I spent a good amount of time of the ethics reading and response this week. I found the fictional Ad Empathy technology design to be scarily realistic and probable uses for nefarious purposes hit a little too close to home considering Cambridge Analytica and the upcoming election. I suppose it is Halloween, so a bit of spookiness is to be expected haha. Additionally, thinking about ethics and how it relates to our project was a little sobering; I realized that if this project were to grow to become a commercial application, data security needs to be a priority as this information can be harmful if used for individual tracking.

I am currently a week behind schedule on delivering images good enough to start developing the model. I intend to spend this upcoming week setting up the node in my apartment so that I can start getting preliminary images sent, so Krish can continue working on the model.

Krish’s Status Update for 31/10

There was not much work for me to do this week, since the machine learning data is not yet available.
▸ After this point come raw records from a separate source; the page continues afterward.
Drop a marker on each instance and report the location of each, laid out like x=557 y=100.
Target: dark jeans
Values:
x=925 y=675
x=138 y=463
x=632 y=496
I spent most of my time on getting familiar with AWS and reflecting on the ethics readings.

For AWS, I read up on the S3 product. S3 stands for Simple Storage Service, and we may use it to securely maintain and access our data on the cloud. It has multiple tiers like Standard, Infrequent Access and Glacier for varying levels of access amounts and latency requirements. After reading up on all of them, I will use the Standard S3 bucket. It has a durability of 99.999999999% and availability of 99.99%. The high durability ensures that the data will not be lost and the high availability will ensure good enough latency for the purpose of training a machine learning model. Other than S3, I also plan to use EC2 for this project, but I had researched EC2 before this week and my research into it this week did not reveal any new information that changed my plans.

I also spent a good amount of time this week on the ethics readings. I found Langdon Winner’s paper particularly interesting. I didn’t know the extent to which simple design choices made by engineers affected society and culture. It has made me more mindful of my project and gotten me to think about unintended consequences that may arise. While working with data containing images of real people, I must be very careful that the data is secure and used only for the purposes of this project. Otherwise, it could be misused and violate people’s privacy.